Dünya mı Ahiret mi? Siz hangisini tercih ederdiniz? Bunun cevabını isterseniz birlikte verelim, kendimize soralım. Ey nefis! Ebu cehil karpuzu misali (dışından tatlı gibi gözüküp içi acı olan) geçici zevkler, lezzetler ve belki bir gün daha da çok zengin olursun diye kendisinin peşinden sürükleyen ve bizi aldatan dünyayı mı istiyorsun? Yoksa ebedilik diyar-ı olan hiçbir […]
Dünya mı Ahiret mi?
Siz hangisini tercih ederdiniz?
Bunun cevabını isterseniz birlikte verelim, kendimize soralım.
Ey nefis! Ebu cehil karpuzu misali (dışından tatlı gibi gözüküp içi acı olan) geçici zevkler, lezzetler ve belki bir gün daha da çok zengin olursun diye kendisinin peşinden sürükleyen ve bizi aldatan dünyayı mı istiyorsun?

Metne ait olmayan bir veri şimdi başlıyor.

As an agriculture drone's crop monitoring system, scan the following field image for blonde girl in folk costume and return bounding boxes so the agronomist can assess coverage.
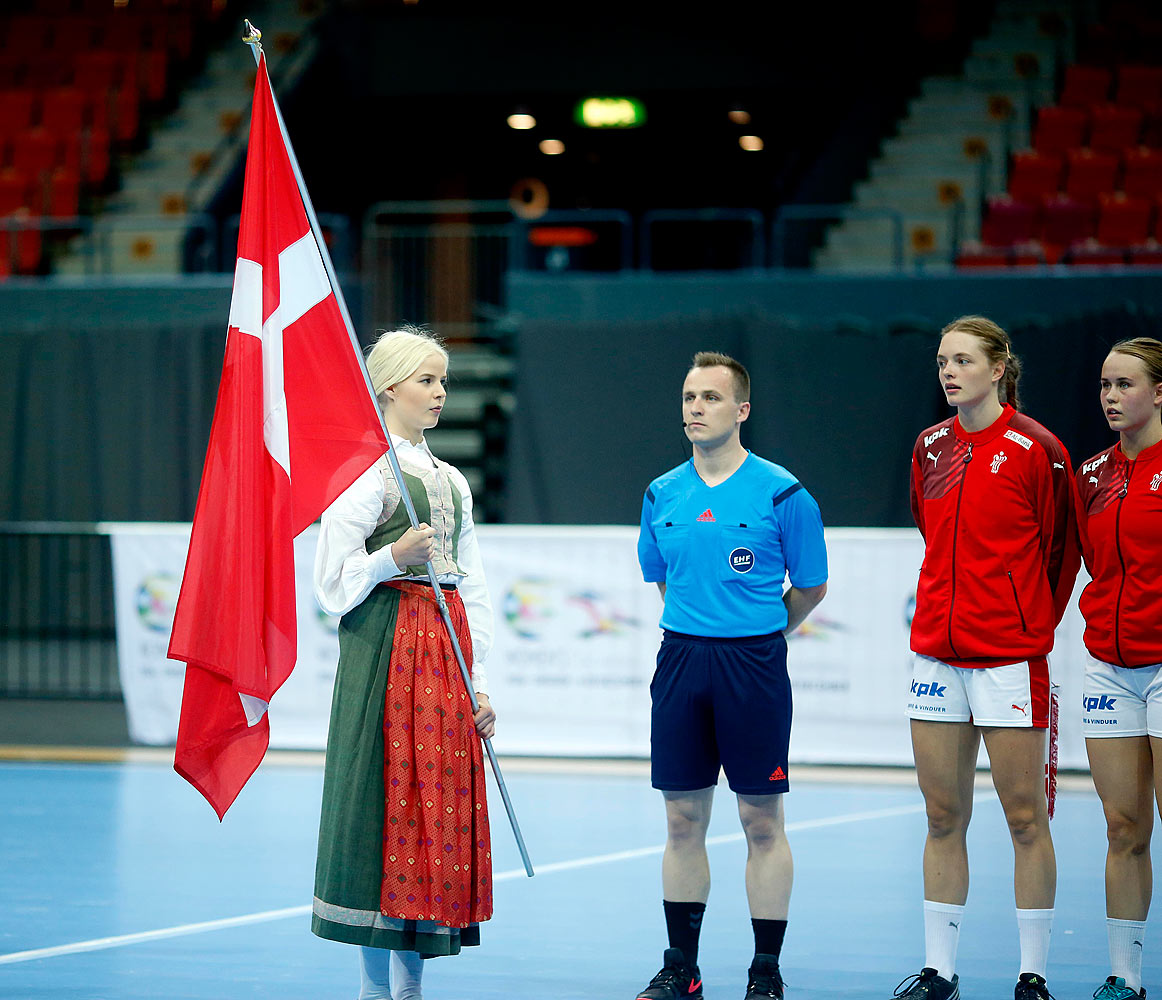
[311,328,495,1000]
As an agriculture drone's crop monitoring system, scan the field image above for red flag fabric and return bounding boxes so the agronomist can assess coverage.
[170,57,388,819]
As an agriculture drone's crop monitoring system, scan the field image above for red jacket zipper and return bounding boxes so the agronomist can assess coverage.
[948,441,973,660]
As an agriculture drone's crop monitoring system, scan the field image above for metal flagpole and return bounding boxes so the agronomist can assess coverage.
[242,21,533,878]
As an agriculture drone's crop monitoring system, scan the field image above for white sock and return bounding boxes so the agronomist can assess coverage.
[924,899,964,981]
[1017,907,1053,979]
[359,948,392,1000]
[392,951,424,1000]
[1105,916,1146,990]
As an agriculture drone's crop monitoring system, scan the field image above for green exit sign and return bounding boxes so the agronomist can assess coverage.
[573,98,646,129]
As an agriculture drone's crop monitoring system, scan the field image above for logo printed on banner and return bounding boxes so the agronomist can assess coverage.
[1005,429,1033,452]
[924,427,948,448]
[1082,452,1110,482]
[137,573,181,634]
[730,546,754,573]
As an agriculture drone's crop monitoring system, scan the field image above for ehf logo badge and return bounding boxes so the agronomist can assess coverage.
[730,548,754,573]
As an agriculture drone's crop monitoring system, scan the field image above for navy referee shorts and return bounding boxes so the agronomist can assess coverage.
[650,632,791,796]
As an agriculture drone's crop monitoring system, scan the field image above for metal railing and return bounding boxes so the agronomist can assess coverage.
[0,521,121,700]
[0,213,356,278]
[770,203,904,268]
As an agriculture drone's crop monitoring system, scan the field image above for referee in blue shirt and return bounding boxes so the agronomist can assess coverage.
[637,352,827,1000]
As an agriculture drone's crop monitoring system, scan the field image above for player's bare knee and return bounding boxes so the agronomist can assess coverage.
[1105,811,1153,857]
[925,801,968,840]
[1005,804,1049,847]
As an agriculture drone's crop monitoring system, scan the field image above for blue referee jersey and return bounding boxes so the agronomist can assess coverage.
[638,452,827,638]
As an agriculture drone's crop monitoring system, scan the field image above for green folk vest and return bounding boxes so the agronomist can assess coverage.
[367,453,465,580]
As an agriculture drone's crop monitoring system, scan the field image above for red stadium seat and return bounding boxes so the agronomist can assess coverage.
[1126,239,1162,269]
[1061,64,1113,108]
[1010,239,1060,267]
[1114,66,1162,108]
[19,50,73,89]
[41,87,91,135]
[137,49,168,103]
[45,167,80,218]
[1121,146,1162,199]
[3,14,52,52]
[1142,101,1162,150]
[109,85,141,143]
[1066,149,1118,202]
[0,209,42,274]
[100,15,148,52]
[0,87,36,136]
[1097,192,1153,246]
[80,125,110,187]
[73,49,132,94]
[981,194,1038,246]
[1089,105,1142,152]
[1009,152,1063,202]
[0,167,29,216]
[1041,194,1093,246]
[1033,106,1089,156]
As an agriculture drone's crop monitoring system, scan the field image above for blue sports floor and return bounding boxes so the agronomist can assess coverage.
[0,758,1162,1000]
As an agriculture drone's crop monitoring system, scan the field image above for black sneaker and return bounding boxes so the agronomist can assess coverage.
[1093,976,1146,1000]
[1013,972,1055,1000]
[891,969,960,1000]
[746,955,783,1000]
[638,948,701,1000]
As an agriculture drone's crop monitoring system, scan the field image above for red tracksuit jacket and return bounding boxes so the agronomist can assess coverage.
[1077,441,1162,667]
[912,405,1081,667]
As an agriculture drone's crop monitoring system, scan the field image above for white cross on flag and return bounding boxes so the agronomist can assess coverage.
[170,57,388,819]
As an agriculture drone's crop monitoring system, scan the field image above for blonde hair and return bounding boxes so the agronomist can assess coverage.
[690,351,751,403]
[940,316,1020,410]
[367,323,449,404]
[1110,337,1162,384]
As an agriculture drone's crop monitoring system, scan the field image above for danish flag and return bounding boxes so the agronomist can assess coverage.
[170,57,388,819]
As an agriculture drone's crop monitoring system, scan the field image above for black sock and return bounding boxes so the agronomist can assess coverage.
[661,899,706,965]
[751,916,787,959]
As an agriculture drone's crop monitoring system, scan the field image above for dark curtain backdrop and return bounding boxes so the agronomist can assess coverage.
[507,307,1162,527]
[0,317,225,521]
[0,307,1162,526]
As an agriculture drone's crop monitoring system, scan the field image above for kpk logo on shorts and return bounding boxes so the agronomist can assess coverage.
[729,547,754,573]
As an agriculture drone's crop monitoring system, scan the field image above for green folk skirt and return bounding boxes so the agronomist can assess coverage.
[311,587,492,957]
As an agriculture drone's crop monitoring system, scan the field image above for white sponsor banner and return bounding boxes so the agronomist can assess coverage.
[110,525,1088,768]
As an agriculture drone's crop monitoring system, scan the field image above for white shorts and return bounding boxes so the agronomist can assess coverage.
[1082,654,1162,740]
[908,653,1049,729]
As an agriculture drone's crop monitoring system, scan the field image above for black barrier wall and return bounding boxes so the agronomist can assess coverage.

Yoksa ebedilik diyar-ı olan hiçbir şekilde istemeye bile gerek kalmadan her şeyin sınırsız olduğu bitme tükenme korkusu olmadan bütün zevklerin lezzetlerin ve arzuların düşündüğün anda karşına gelip istifadene sunulan ve bunlarında en başında gelen Allah Teâlâ’nın rızasının ve onun Cemalini görebilme ve efendimiz s.a.v ile komşu olabilme imkânı bulunan Ahireti mi istiyorsun?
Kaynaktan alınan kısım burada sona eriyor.